Warm vibes on a grey Sunday.
Denmark’s marquee chill-out festival, Stella Polaris, proved to be an expectation-defying affair on Sunday, as thousands of Copenhageners, young and old defied the grey summer weather and flocked to the the grounds outside Denmark’s national art gallery for the fourteenth installment of the annual event. This year’s occasion featured an intriguing blend of veteran Stella Polaris artists such as Lulu Rouge and Nicka, newcomers such as Kura and established headliners such as Moby and Le Gammeltoft, in contrast to last year’s lineup which was a tad more-star-studded. As always, Stella Polaris was much more than merely a musical event. Many turned up with nothing more than a picnic basket and a blanket with little notion of what sort of music to expect and left the event beaming and in good spirits.
Chill-out don Kalle B got the ball rolling at noon, showcasing the very best of his laid back take on electronic music fused with the odd pop influence every now and again. With the crowd warmed up and the grey skies that had looked rather threatening during the morning clearing steadily, “Kura,” one of the hottest prospects in European electronic music took to the stage on their Stella Polaris debut and delivered a set that showed exactly why the Danish-Icelandic duo are as highly rated as they are right now. Their compelling fusion of dreamy ambient soundscapes and potent vocals paired alongside hefty bass thuds set the tone perfectly for Denmark’s first ladies of Deejaying, Le Gammeltoft and thereafter Rosa Lux, both of whom delivered energetic and clinical performances.

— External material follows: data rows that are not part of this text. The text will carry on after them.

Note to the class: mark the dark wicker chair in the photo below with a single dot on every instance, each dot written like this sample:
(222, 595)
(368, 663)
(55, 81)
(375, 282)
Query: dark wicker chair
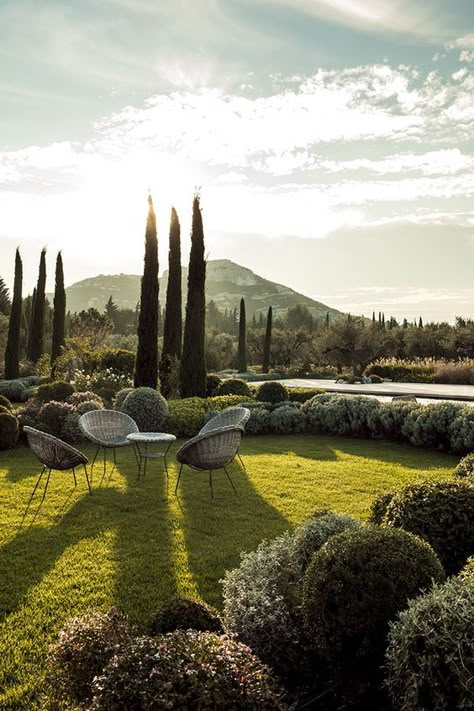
(108, 429)
(54, 454)
(210, 451)
(231, 417)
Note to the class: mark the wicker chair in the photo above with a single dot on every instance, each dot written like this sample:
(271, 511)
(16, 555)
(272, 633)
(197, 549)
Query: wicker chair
(231, 417)
(210, 451)
(108, 429)
(54, 454)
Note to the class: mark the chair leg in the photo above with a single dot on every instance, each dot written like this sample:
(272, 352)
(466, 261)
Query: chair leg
(231, 482)
(87, 479)
(179, 477)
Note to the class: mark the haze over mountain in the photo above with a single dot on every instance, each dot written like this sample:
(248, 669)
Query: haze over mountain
(226, 283)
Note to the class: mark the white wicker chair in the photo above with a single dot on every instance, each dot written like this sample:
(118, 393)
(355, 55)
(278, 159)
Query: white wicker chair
(108, 429)
(54, 454)
(230, 417)
(210, 451)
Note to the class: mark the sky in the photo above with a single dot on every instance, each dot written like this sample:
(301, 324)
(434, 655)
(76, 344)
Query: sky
(331, 142)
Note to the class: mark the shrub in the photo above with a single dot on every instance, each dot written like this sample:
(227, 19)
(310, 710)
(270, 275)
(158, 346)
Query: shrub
(5, 402)
(314, 533)
(9, 430)
(378, 508)
(13, 390)
(84, 647)
(52, 415)
(182, 613)
(287, 420)
(89, 406)
(185, 417)
(58, 391)
(272, 392)
(440, 513)
(303, 394)
(184, 670)
(356, 584)
(212, 384)
(147, 407)
(234, 386)
(465, 468)
(430, 655)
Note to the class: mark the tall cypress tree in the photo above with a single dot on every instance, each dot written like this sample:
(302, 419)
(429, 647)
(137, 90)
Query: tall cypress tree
(146, 363)
(59, 315)
(12, 351)
(193, 363)
(173, 319)
(37, 325)
(242, 348)
(267, 344)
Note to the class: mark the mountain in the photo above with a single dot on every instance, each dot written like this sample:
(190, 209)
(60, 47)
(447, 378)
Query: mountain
(226, 283)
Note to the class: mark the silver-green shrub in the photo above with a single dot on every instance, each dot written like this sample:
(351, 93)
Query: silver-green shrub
(430, 654)
(147, 407)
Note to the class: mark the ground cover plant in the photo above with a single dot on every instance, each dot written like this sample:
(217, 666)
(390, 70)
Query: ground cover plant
(133, 545)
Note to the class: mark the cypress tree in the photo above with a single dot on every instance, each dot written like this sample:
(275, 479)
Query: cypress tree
(267, 344)
(59, 314)
(37, 324)
(242, 348)
(193, 363)
(146, 363)
(12, 351)
(173, 319)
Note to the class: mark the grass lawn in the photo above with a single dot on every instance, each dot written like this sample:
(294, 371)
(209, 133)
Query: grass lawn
(133, 543)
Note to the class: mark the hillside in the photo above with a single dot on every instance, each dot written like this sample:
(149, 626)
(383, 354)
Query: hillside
(226, 283)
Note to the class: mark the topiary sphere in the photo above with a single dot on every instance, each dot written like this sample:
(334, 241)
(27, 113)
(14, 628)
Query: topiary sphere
(147, 407)
(234, 386)
(84, 647)
(5, 402)
(182, 613)
(465, 468)
(430, 654)
(185, 670)
(442, 514)
(272, 391)
(9, 430)
(357, 583)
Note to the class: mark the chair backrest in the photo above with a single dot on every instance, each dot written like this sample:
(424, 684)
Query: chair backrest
(106, 425)
(211, 450)
(52, 451)
(230, 417)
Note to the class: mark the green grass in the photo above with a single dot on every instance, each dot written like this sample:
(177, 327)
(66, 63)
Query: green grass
(133, 543)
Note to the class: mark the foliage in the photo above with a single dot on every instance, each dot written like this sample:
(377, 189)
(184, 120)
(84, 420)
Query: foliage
(193, 365)
(184, 670)
(440, 513)
(465, 468)
(272, 392)
(9, 430)
(57, 390)
(146, 364)
(12, 350)
(212, 384)
(147, 407)
(181, 613)
(234, 386)
(84, 647)
(353, 587)
(430, 655)
(59, 315)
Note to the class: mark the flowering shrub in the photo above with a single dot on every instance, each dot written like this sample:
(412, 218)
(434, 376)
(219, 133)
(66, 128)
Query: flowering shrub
(430, 654)
(184, 670)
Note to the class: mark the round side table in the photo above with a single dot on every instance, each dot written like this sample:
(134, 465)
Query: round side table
(141, 440)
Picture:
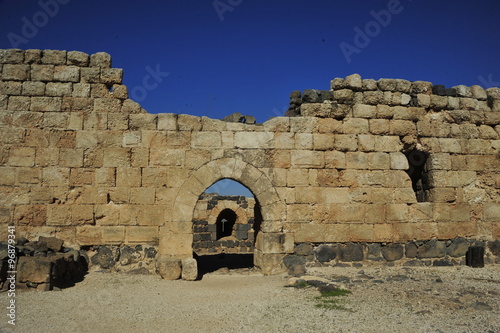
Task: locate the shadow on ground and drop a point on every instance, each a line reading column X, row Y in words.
column 211, row 263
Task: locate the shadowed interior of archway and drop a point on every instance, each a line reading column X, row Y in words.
column 229, row 230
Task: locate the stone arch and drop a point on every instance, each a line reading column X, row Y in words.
column 241, row 215
column 176, row 237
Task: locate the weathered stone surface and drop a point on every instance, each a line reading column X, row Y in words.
column 432, row 249
column 325, row 253
column 392, row 252
column 352, row 252
column 53, row 243
column 189, row 269
column 458, row 247
column 169, row 268
column 104, row 257
column 304, row 249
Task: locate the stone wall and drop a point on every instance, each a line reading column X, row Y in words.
column 208, row 236
column 82, row 162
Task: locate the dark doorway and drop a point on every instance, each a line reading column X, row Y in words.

Come Moby’s late-afternoon appearance, and the grounds at Østre Anlæg were as crammed as they got all day. Moby’s spellbinding performance was arguably the best of them all, a dreamy rendition that featured covers of timeless classics such as Johnny Cash’s “Ring of Fire,” Lou Reed’s “Wild side” and Agnes Obel’s “Riverside.” The critically acclaimed New yorker , in veritable Stella Polaris spirit stuck to the confines of ambient, laid-back grooves in his 2 hour set, and seemed to enjoy every minute of his stint behind the turntables. Moby’s tranquil performance was followed by a somewhat livelier appearance by the ever-consistent Lulu Rouge, who ended the event in style as they always do, smiling and waving as they lashed out witty, uplifting music to the delight of the energetic crowd.